Rasa dingin menjalar di punggung Kevin saat melihat ekspresi di wajah Donald. “Aku tidak punya uang! Yang bisa kuberikan padamu hanyalah hidupku!”

Air mata mulai menggenang di mata Jennifer. Dia bergegas mendekat dan berdiri di depan Donald. “Sayang, Kevin adalah satu-satunya saudara laki-lakiku. Jika bukan saya yang membantunya, siapa lagi?”

Donald segera berbalik. “Bagaimana dengan kakekku? Dia masih terbaring di rumah sakit, dan nyawanya dipertaruhkan. Apa kau akan membiarkannya mati begitu saja?”

Jennifer tetap diam sementara air mata mengalir di pipinya.

"Apakah kamu yakin tidak akan menyerahkan uang itu?" Donald melanjutkan, menatapnya.

Dia menggelengkan kepalanya, lalu mengangguk.

“ Haha .” Donald tertawa hampa.

Tiba-tiba, bel pintu berbunyi.

Ketika Donald membuka pintu, seorang pemuda necis berjas putih muncul. Jas itu terlihat sangat mahal, dan dia bahkan memiliki jam tangan Patek Philippe di pergelangan tangannya.

"Siapa yang kamu cari?" Donald bertanya dengan cemberut.

Pemuda tampan itu mengabaikannya dan mengarahkan perhatiannya pada Jennifer. "Jennie, aku kembali."

Jennifer gemetar, dan ekspresi tidak percaya muncul di wajahnya. "Harrison, kamu ..."

Ratu Harrison memasuki rumah. “Sebelumnya, saya pergi tanpa pamit karena saya harus pergi ke Lostaria untuk belajar. Saya baru saja kembali ke Pollerton hari ini, jadi saya datang untuk menemui Anda. Benar, saya akan mengambil alih Pollerton Farmasi .”

"Maaf, saya sudah menikah," kata Jennifer.

Harrison menjawab, “Saya tahu, tapi saya tidak keberatan. Anda tidak mengatakan ya terakhir kali. Karena itu, maukah Anda memberi saya kesempatan lagi? ”

Leonard, Linda, Kevin, dan Skylar memperhatikan dengan penuh minat.

Pollerton Pharma adalah perusahaan besar di Pollerton .

Harrison pasti putra pemilik Pollerton saat ini Farmasi , jadi dia harus kaya raya.

"Saya minta maaf." Jenifer menggelengkan kepalanya.

"Keluar." Donald menatap Harrison.

Apa-apaan? Anda mencoba untuk mencuri istri saya di depan saya?

Akhirnya, Harrison berbalik dan menatap tajam ke arah Donald. "Aku tidak akan menyerah pada Jennifer."

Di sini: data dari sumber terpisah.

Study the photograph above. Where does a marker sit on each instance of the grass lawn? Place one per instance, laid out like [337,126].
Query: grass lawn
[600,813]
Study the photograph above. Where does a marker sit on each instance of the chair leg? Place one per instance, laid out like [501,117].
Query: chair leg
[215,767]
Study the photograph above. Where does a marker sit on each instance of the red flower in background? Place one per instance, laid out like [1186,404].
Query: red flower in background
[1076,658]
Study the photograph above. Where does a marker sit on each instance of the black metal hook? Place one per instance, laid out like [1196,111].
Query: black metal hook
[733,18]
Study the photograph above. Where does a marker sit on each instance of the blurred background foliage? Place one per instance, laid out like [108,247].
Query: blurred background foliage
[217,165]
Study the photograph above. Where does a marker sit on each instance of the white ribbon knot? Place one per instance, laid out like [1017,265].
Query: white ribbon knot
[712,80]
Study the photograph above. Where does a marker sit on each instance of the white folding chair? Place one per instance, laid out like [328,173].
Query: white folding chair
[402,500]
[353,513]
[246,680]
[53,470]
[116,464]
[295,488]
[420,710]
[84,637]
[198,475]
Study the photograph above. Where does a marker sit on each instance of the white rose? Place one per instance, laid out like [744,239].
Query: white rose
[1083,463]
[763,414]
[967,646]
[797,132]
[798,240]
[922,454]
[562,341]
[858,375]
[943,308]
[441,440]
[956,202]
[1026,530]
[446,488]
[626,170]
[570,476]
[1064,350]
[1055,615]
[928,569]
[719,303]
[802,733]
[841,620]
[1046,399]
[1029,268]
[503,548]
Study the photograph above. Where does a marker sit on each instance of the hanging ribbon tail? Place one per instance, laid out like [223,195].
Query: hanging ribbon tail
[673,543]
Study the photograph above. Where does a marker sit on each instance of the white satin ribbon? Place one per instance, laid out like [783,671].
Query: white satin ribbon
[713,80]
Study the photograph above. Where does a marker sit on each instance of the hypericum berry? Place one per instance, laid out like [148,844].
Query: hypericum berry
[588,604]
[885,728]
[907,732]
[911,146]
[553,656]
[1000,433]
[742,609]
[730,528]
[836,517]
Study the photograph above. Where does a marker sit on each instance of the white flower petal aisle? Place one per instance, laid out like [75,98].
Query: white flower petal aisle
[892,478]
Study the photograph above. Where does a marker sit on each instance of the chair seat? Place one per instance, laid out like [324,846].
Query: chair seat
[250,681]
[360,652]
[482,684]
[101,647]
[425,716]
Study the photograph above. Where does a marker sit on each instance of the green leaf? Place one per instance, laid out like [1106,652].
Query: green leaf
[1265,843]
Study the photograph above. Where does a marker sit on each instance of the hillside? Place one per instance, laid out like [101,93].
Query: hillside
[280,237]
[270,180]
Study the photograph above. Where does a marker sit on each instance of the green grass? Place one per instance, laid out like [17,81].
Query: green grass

"Keluar!" Donald berteriak seketika.

Harrison mengangkat bahu acuh tak acuh dan terkekeh. "Jika Anda butuh sesuatu, Tuan dan Nyonya Wilson, telepon saja saya."

Dengan itu, dia melangkah keluar rumah.

Sementara itu, Leonard dan Linda mengamati kepergian Harrison dengan termenung. Ketika Donald memperhatikan ekspresi di wajah Leonard, Linda, Kevin, dan Skylar, kekecewaan dan permusuhan dalam dirinya tumbuh.

Dia adalah pria biasa dibandingkan dengan Harrison.

Seandainya Leonard dan Linda tahu tentang pria muda yang kaya itu, mereka tidak akan mengizinkan Jennifer menikahi Donald sejak awal. Namun, Jennifer sangat ingin menikahi Donald, jadi tidak ada yang bisa dilakukan orang tuanya tentang hal itu. Selain itu, kakek Jenniferlah yang memiliki keputusan akhir atas masalah ini sebelum kematiannya.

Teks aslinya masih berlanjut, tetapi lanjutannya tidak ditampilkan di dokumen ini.